发布时间:2019-11-29 09:00:02 Tags:,

游戏制作人分享做好项目前期管理的10条经验

原作者:David Manuel 译者:Vivian Xue

去年,在我曾经居住过的澳大利亚布里斯班,发生了30多年来最严重的洪灾。然而过去的几个世纪里,这座城市经历了好几次这样的洪水。

每次洪水过后,委员会都会研究讨论未来减轻洪灾的方法。然而大多数建议都被忽视了,重建工作依旧在洪泛平原上展开。这种现象存在于世界各地的种种事件中——无论是洪水、火灾还是暴乱。我们成立委员会,提出建议,然后搁置它们、遗忘它们直到事件再次发生。

同样的情况发生在电子游戏制作领域。我们经常花时间写反思——但人们真的听取这些教训了吗?功能蔓延、高强度加班、士气低落、缺乏重心和方向、团队内部或开发者与发行商之间的沟通问题、缺乏技术和管理方法,看到这些老问题不断重现令人沮丧。
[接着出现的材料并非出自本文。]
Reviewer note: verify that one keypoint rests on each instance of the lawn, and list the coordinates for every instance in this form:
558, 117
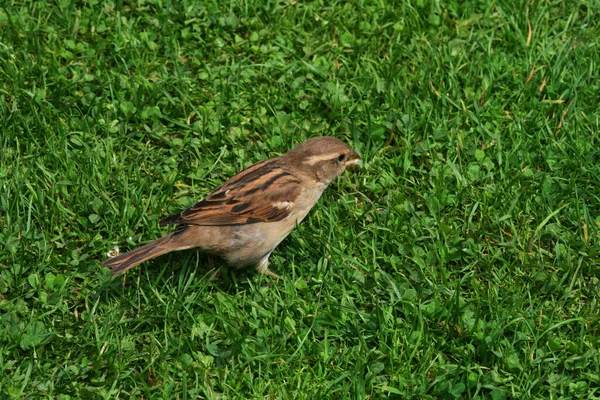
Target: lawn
461, 261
从整个行业的角度来看,我们往往没能把习得的经验应用到实践中。

过去十多年来,我们听过许多人谈论敏捷开发以及必须拥抱变化,这些都很有道理。然而,即便我们采用敏捷开发,相似的问题还是会发生,甚至在某些情况下加剧了。

本文旨在讨论如何在项目初期最大程度减轻这些问题,主要是通过打牢基础和提前计划实现的。换句话说,即便天气难以预料,修建堤坝和避免在洪泛区上开展重建工作总比坐等下一次洪水来袭明智得多。

1. 确保先前项目的经验得到运用

不是所有团队都会在项目结束后写反思,他们要么对此漠不关心,要么认为这毫无意义。然而,如果我们想从错误中学习,我们必须对所有项目进行事后分析,尤其是那些被取消的项目。

这个过程必须是公正合理的,既要建立在平等友好的基础上,同时必须不留余地、全面深刻地反思什么是对的、什么是错的以及今后如何改进。

相关人员撰写完反思并一致同意通过后,应该把它提供给工作室的全体成员——最好放在公司内部网站上,确保成员们能够轻松找到并查阅它,而不需要在成堆的邮件和折叠文件夹中搜寻。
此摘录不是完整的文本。